I love to see ideas become reality, I love to see things grow and mature. When I realized I didn’t actually do that much about it except running my own businesses I decided to do some angel investments. I have not done many, but a handful.
From today I am no longer involved in the first investment I made as an business angel, and here are my experiences and learnings.

Gut feeling

I usually go on my gut feeling when it comes to business. I usually have a strong sense if a business arrangement is good or bad. With this company I had a really good feeling about the business. It was pure innovation, by an experienced team and on top of that doing good things for the world and the environment. What could go wrong?

Is the CEO really a good CEO?

As this was my first investment I relied completely on my gut-feeling about the product. What I completely missed was to take the pulse on the CEO and majority share-holder. Was he a good leader, did he communicate, did he have a sense for business, did he know how to raise money (the right money) etc etc.

I didn’t do this.
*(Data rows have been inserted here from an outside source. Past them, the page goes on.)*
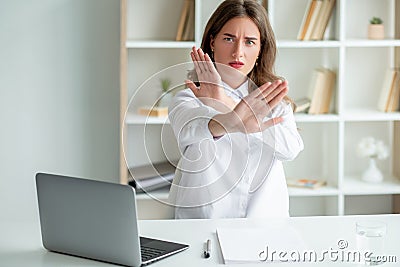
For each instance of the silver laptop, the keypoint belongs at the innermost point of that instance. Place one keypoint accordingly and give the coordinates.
(95, 220)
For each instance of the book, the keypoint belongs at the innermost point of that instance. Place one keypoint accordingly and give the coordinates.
(185, 31)
(330, 77)
(305, 183)
(182, 20)
(302, 105)
(312, 20)
(389, 96)
(306, 19)
(321, 90)
(393, 103)
(153, 111)
(322, 20)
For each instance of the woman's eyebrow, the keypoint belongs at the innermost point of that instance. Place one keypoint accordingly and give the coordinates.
(247, 37)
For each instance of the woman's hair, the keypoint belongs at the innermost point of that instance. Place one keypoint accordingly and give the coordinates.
(263, 71)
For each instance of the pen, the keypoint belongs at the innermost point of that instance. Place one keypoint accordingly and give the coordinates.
(207, 251)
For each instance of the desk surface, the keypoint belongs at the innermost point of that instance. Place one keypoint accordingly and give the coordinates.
(20, 242)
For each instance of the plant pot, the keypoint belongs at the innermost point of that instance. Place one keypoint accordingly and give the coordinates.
(372, 174)
(376, 31)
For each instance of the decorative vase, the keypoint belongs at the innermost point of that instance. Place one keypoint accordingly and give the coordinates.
(372, 174)
(376, 31)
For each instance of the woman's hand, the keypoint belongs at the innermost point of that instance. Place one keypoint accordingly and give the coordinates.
(210, 91)
(249, 114)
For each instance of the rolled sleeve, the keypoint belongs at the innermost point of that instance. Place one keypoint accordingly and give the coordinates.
(189, 119)
(284, 137)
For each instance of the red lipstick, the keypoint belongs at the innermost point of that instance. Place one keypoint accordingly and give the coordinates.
(236, 64)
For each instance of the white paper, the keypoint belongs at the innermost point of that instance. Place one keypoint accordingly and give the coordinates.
(258, 245)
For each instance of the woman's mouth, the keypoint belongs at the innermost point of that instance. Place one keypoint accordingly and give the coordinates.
(236, 64)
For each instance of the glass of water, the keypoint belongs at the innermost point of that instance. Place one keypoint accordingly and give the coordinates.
(371, 241)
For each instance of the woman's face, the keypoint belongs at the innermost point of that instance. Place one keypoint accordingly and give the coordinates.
(237, 44)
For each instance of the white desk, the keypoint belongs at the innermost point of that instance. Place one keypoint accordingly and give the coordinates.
(20, 243)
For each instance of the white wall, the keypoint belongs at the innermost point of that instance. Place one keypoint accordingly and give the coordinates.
(59, 95)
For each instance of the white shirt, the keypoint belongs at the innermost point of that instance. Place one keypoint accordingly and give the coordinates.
(237, 175)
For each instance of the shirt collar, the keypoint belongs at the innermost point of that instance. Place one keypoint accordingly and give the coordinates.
(239, 92)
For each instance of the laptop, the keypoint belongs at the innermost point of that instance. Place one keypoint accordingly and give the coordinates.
(95, 220)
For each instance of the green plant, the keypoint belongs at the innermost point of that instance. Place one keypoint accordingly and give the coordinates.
(376, 20)
(165, 84)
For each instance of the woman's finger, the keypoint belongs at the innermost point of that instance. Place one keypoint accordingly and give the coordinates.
(202, 62)
(196, 64)
(272, 104)
(192, 87)
(210, 64)
(196, 58)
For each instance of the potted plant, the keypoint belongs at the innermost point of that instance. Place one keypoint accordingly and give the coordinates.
(376, 29)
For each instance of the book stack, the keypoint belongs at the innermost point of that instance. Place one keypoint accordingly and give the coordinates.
(390, 93)
(153, 111)
(321, 90)
(305, 183)
(186, 22)
(302, 105)
(151, 177)
(315, 20)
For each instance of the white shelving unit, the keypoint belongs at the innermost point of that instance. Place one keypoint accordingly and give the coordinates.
(329, 139)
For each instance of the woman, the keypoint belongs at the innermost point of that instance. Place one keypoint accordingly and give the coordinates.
(234, 124)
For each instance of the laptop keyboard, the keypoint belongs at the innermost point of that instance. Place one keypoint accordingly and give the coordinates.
(150, 253)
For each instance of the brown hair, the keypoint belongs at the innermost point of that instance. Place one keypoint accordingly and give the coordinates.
(263, 71)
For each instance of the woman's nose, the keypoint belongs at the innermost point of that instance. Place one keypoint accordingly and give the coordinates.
(238, 50)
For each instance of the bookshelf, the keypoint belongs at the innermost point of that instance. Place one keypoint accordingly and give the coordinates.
(330, 139)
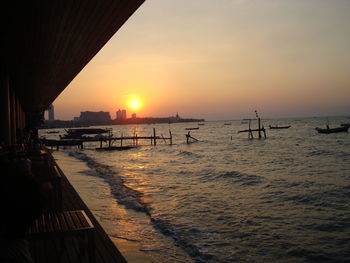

Naturally not many CEOs are perfect, but as the journey started I realized that almost none of the usual pre-requisites was in order. Great visionary CEO with huge product knowledge, confirmed, but what about all the other skills? This was the perfect case when I would really would have loved to see the mail with the subject:

Looking for a new CEO to successful and innovative startup

…with content that elaborates and describes that ‘as the founder and current CEO I know my strengths and weaknesses and at the stage the company is in, we need a new kind of leadership as I love to work with the product and I will continue to lead product instead, so therefore I am now looking for my replacement as the CEO’

During the time of my participation in this startup I have actually got several of those e-mails and above is actually copied from one of them. This CEO is a fantastic product guy and visionary thinker in the space of the company, but he is not a leader nor a businessman….and maybe most important, he does not take advise or listen to those who have been around the block a couple of times when it comes to these topics. He is the typical ‘I am an engineer and I know everything’.
I completely missed this when I invested. That is a real key learning for me.

Family companies

Do not invest in companies where decisions are made around the Sunday dinner-table.
The second thing I completely missed was that approximately 80% of the company is controlled by father and son. I did not miss the fact naturally, but I missed the implications it had.
I would not advice anyone to invest in a company with that structure in a family and friends / seed level.

In this case it is not that much the individuals, but the fact that it is father and son who controls the company. It is just not an entirely good thing for an external investor.
At a later stage I imagine that this problem might be of less impact, but in the early stages it is definitely not ideal in any way.

To be very clear. This section is not in anyway personal related to this company, but solely a conclusion. It is only a result of the situation, no matter which family it would have been. All involved here did the best they could about this situation, but with 80% of the company gathered at the Sunday dinner table, well it becomes quite natural.

Conclusion

I am both happy and saddened about this investment. I am happy to have learned so much from this. Things I will take with me forever. My due diligence in all my future investment will be much more thorough when it comes to the people involved. Everyone have said it, but I ignored, now I learnt this the hard way.

In the terms of the company I reference to I hope they will make it, it is still a great product and their vision is fantastic. It could still be a great journey, but a new CEO could help accelerate that journey.

I am sincerely humble when it comes to my own wrong doings so this post is mainly to highlight what I did wrong, not how others behaved. These are my key learnings from my very first angel investment. I will bring this with me forever, in some ways a thank you might even be in place.